|
Not Ranked
:
+0 / -0
0 score
Re: What is time?
What is Time?
The Oxford Dictionary defines time as “the indefinite and continuous duration of experience seen as a series of events progressing from the past through the present into the future.”
This definition has , however, one critical flaw, for the use of the term “duration” injects a element of circularity, for a duration is a time. I would propose that we substitute the term “flow” as its expresses the necessary quality, but without the circularity. Time then, is “the indefinite and continuous flow of experience seen as a series of events progressing from the past through the present into the future.”
This definition may now be broken into two distinct propositions, one defining time itself, and the other defining the appearance of time:
(1) Time is the indefinite and continuous flow of experience, and
(2) Time appears to be a series of events progressing from the past through the present into the future.
Let us begin with the second definition. Imagine that you set out on a road trip and at some instant you were able to stop the flow of all existence. At that point, there would be only the road that you have already traveled and the road which you have not yet traveled, and there would be no other road in between.

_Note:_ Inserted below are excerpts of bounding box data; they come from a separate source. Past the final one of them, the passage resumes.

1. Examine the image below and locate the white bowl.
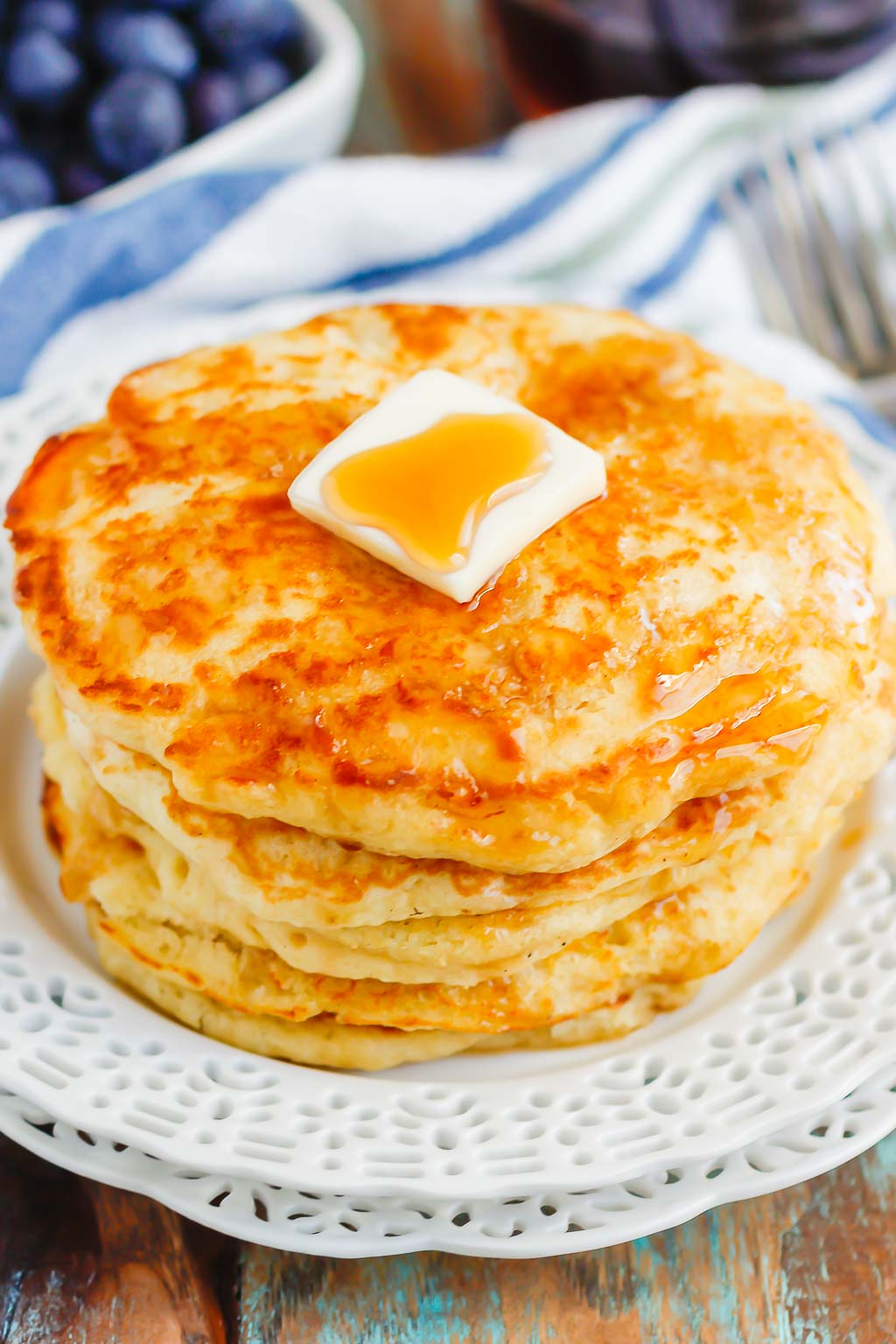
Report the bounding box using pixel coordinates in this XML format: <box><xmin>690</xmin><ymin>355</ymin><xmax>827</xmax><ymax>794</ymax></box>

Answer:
<box><xmin>88</xmin><ymin>0</ymin><xmax>364</xmax><ymax>206</ymax></box>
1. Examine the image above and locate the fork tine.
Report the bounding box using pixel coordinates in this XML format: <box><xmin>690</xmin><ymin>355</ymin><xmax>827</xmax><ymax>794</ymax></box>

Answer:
<box><xmin>836</xmin><ymin>128</ymin><xmax>896</xmax><ymax>368</ymax></box>
<box><xmin>765</xmin><ymin>149</ymin><xmax>846</xmax><ymax>364</ymax></box>
<box><xmin>793</xmin><ymin>140</ymin><xmax>883</xmax><ymax>369</ymax></box>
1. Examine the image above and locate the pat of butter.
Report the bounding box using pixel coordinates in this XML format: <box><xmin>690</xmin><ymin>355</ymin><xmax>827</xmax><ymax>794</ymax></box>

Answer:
<box><xmin>289</xmin><ymin>368</ymin><xmax>606</xmax><ymax>602</ymax></box>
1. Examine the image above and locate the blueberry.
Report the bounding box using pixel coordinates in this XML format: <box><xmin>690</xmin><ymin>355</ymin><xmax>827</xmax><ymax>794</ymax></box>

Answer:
<box><xmin>234</xmin><ymin>57</ymin><xmax>293</xmax><ymax>111</ymax></box>
<box><xmin>18</xmin><ymin>0</ymin><xmax>80</xmax><ymax>42</ymax></box>
<box><xmin>88</xmin><ymin>70</ymin><xmax>186</xmax><ymax>173</ymax></box>
<box><xmin>7</xmin><ymin>28</ymin><xmax>80</xmax><ymax>111</ymax></box>
<box><xmin>189</xmin><ymin>70</ymin><xmax>243</xmax><ymax>136</ymax></box>
<box><xmin>0</xmin><ymin>108</ymin><xmax>18</xmax><ymax>149</ymax></box>
<box><xmin>198</xmin><ymin>0</ymin><xmax>299</xmax><ymax>58</ymax></box>
<box><xmin>60</xmin><ymin>158</ymin><xmax>108</xmax><ymax>200</ymax></box>
<box><xmin>94</xmin><ymin>10</ymin><xmax>199</xmax><ymax>82</ymax></box>
<box><xmin>0</xmin><ymin>150</ymin><xmax>56</xmax><ymax>219</ymax></box>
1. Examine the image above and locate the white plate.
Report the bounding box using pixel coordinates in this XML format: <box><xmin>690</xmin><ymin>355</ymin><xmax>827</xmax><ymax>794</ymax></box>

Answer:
<box><xmin>0</xmin><ymin>1068</ymin><xmax>896</xmax><ymax>1259</ymax></box>
<box><xmin>0</xmin><ymin>341</ymin><xmax>896</xmax><ymax>1200</ymax></box>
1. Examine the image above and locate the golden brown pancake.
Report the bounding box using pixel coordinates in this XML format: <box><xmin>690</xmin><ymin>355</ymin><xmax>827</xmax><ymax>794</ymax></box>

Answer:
<box><xmin>8</xmin><ymin>306</ymin><xmax>893</xmax><ymax>872</ymax></box>
<box><xmin>35</xmin><ymin>642</ymin><xmax>893</xmax><ymax>985</ymax></box>
<box><xmin>88</xmin><ymin>914</ymin><xmax>697</xmax><ymax>1070</ymax></box>
<box><xmin>45</xmin><ymin>785</ymin><xmax>843</xmax><ymax>1035</ymax></box>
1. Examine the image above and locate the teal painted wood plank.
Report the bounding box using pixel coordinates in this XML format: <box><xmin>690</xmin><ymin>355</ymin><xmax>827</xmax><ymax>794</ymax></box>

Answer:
<box><xmin>236</xmin><ymin>1136</ymin><xmax>896</xmax><ymax>1344</ymax></box>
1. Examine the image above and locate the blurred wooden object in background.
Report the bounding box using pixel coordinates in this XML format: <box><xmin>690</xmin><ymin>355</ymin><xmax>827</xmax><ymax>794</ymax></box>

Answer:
<box><xmin>335</xmin><ymin>0</ymin><xmax>514</xmax><ymax>153</ymax></box>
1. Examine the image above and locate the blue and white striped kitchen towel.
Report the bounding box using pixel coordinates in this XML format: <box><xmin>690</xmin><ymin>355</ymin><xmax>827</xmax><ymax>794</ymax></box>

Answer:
<box><xmin>0</xmin><ymin>42</ymin><xmax>896</xmax><ymax>422</ymax></box>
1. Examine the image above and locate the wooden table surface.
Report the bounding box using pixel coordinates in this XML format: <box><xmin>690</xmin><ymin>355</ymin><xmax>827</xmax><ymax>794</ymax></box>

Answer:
<box><xmin>0</xmin><ymin>0</ymin><xmax>896</xmax><ymax>1344</ymax></box>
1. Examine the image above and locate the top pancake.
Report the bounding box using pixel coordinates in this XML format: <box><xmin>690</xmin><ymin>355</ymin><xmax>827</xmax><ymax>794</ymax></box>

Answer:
<box><xmin>8</xmin><ymin>306</ymin><xmax>894</xmax><ymax>872</ymax></box>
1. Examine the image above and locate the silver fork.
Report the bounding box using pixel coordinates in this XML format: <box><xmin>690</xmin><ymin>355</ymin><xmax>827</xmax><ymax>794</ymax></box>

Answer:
<box><xmin>720</xmin><ymin>122</ymin><xmax>896</xmax><ymax>414</ymax></box>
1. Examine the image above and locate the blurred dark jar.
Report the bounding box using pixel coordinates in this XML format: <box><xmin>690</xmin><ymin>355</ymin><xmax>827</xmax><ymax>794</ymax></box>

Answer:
<box><xmin>484</xmin><ymin>0</ymin><xmax>896</xmax><ymax>117</ymax></box>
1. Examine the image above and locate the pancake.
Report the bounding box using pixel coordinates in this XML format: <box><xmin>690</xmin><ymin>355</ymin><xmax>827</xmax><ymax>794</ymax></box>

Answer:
<box><xmin>32</xmin><ymin>602</ymin><xmax>896</xmax><ymax>929</ymax></box>
<box><xmin>91</xmin><ymin>922</ymin><xmax>697</xmax><ymax>1070</ymax></box>
<box><xmin>8</xmin><ymin>305</ymin><xmax>894</xmax><ymax>871</ymax></box>
<box><xmin>45</xmin><ymin>785</ymin><xmax>843</xmax><ymax>1035</ymax></box>
<box><xmin>36</xmin><ymin>640</ymin><xmax>893</xmax><ymax>985</ymax></box>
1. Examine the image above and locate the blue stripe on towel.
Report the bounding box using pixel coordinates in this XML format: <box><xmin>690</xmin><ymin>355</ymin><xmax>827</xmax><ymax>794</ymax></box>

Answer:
<box><xmin>313</xmin><ymin>102</ymin><xmax>670</xmax><ymax>291</ymax></box>
<box><xmin>0</xmin><ymin>171</ymin><xmax>286</xmax><ymax>396</ymax></box>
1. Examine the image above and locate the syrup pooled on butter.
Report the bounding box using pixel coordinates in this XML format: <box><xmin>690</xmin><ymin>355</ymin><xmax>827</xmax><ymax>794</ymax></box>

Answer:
<box><xmin>289</xmin><ymin>368</ymin><xmax>607</xmax><ymax>604</ymax></box>
<box><xmin>321</xmin><ymin>411</ymin><xmax>550</xmax><ymax>574</ymax></box>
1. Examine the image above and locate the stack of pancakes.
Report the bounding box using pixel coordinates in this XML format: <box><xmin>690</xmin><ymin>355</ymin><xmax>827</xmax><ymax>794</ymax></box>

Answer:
<box><xmin>8</xmin><ymin>305</ymin><xmax>896</xmax><ymax>1068</ymax></box>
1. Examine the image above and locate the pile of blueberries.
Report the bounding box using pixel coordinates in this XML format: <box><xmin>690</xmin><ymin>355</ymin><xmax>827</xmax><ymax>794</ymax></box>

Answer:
<box><xmin>0</xmin><ymin>0</ymin><xmax>311</xmax><ymax>219</ymax></box>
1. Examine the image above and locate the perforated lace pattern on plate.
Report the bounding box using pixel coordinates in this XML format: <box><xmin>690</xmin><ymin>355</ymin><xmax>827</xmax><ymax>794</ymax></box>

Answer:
<box><xmin>0</xmin><ymin>1068</ymin><xmax>896</xmax><ymax>1258</ymax></box>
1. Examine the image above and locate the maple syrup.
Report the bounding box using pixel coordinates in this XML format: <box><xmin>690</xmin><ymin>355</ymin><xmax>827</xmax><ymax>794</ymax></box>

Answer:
<box><xmin>321</xmin><ymin>413</ymin><xmax>550</xmax><ymax>574</ymax></box>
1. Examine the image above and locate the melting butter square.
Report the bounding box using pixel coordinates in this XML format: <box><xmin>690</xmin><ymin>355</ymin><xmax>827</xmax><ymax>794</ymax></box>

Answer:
<box><xmin>289</xmin><ymin>368</ymin><xmax>606</xmax><ymax>602</ymax></box>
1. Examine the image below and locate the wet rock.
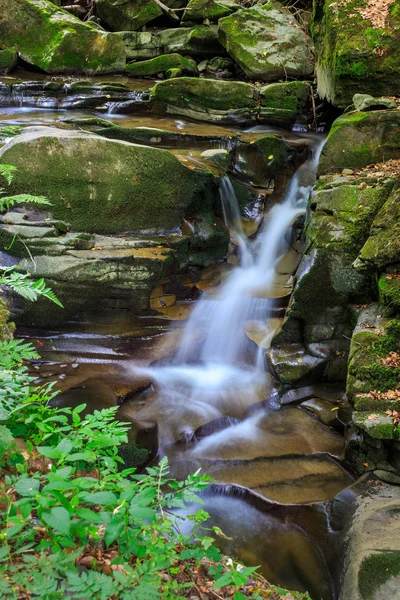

The past and the present, like the two roads, meet in the instant that is the present. Thus the present is only a gate or portal between that which is no longer and that which is not yet. This portal or instant that we call the “present”, has no temporal extent, and so no event may take place there, for any event, however brief, must have a duration. Now, an event cannot take place in the past, for the past no longer exists, and it cannot take place in the future, for the future does not yet exist, and it cannot take place in the present, for there is not enough time. Consequently, that which we see as a series of events progressing from the past through the present into the future, is merely an appearance, an illusion.
This brings us back to definition number one, “Time is the indefinite and continuous flow of experience.” This brings us to the question of experience. To experience is to be aware of or acquainted with some thing, that is to say, some idea, feeling, object, property, or activity. However, at this point, we can no longer pursue time as an independent “thing”, but must consider it as one of the five fundamental and interdependent elements of physics: space, time, matter, energy, and motion/change. In which case, the question “what is time” expands to become “what is reality”.
Would anyone care to enquire further along these lines?